Artificial intelligence (AI) that can imitate human voices is already a reality. Very different from the robotic speeches of virtual assistants such as Siri, Alexa or Cortana, this new technology is able to reproduce real speech patterns, tone and even bring an emotional charge to speech. Despite representing a major technological advance – which could also help with the inclusion of people with disabilities – the resource is also beset with a number of controversies, such as copyright issues, the potential for job loss for voice actors and application scams. Below, learn how this technology works, its potential uses, and its risks.
🔎 ChatGPT, DALL-E and more: how AI is impacting the future of creativity
📝 Is it possible to make artificial intelligence at home? Ask question on TechTudo forum
What are Voice Cloning AI and how do they work?
Along with already popular chatbots like Bard and ChatGPT, voice-cloning artificial intelligence uses deep learning techniques (from English) reading or learning) studying human speech patterns and being able to repeat them.

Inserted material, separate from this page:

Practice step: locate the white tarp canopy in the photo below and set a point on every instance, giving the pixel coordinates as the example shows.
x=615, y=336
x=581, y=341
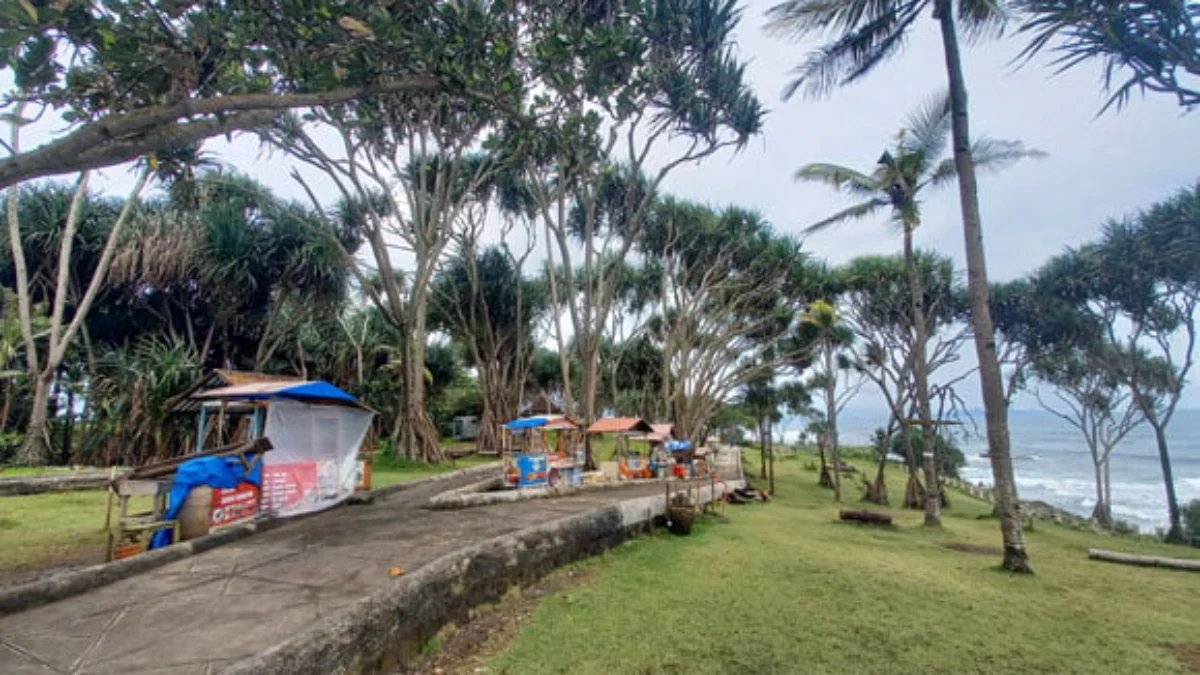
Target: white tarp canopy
x=313, y=464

It’s a great development of the synthetic voices already known, such as Google’s or Apple’s virtual assistants, which can also convert text into speech – but their voices are robotic and without any intonation or emotion.
The new technique combines machine learning strategies with an artificial neural network, a method used to train computers to process data like a human brain. Associated with this, robots are still given enormous amounts of data, such as a variety of speech patterns, vocal characteristics, languages, and typical accents. All this information is processed to form a system called “speech synthesis”. Thus, these AIs are capable of emulating human speech, vocalizing text, and mimicking emotions, in a very realistic way.
Some programs of this genre even allow you to “clone” any human voice in a simple way, simply by uploading a short audio so that the robot can reproduce any text with that person’s voice. For example, Microsoft’s artificial intelligence, Wall-E, can mimic someone’s speech from just three seconds of audio. The tool has been fed over 60,000 hours of human speech and has the ability to convert text to speech, simulate speech patterns, and preserve ambient sounds of the original audio. Despite being based on a very small sample size, the results are quite convincing.
LOVO is another text-to-speech platform that provides natural, machine-generated results. This artificial intelligence promises to give an emotional charge to the text, in addition to allowing the user to edit audio, change tempo, stop time and highlight emphasized points of speech. Having over 200 human-like voices in its database, LOVO also allows the user to create more personalized content by cloning their own voice. However, unlike Wall-E, LOVO requires the user to read a specific script for 15 minutes in order to be able to “clone”.
What are the possible uses of voice cloning AI?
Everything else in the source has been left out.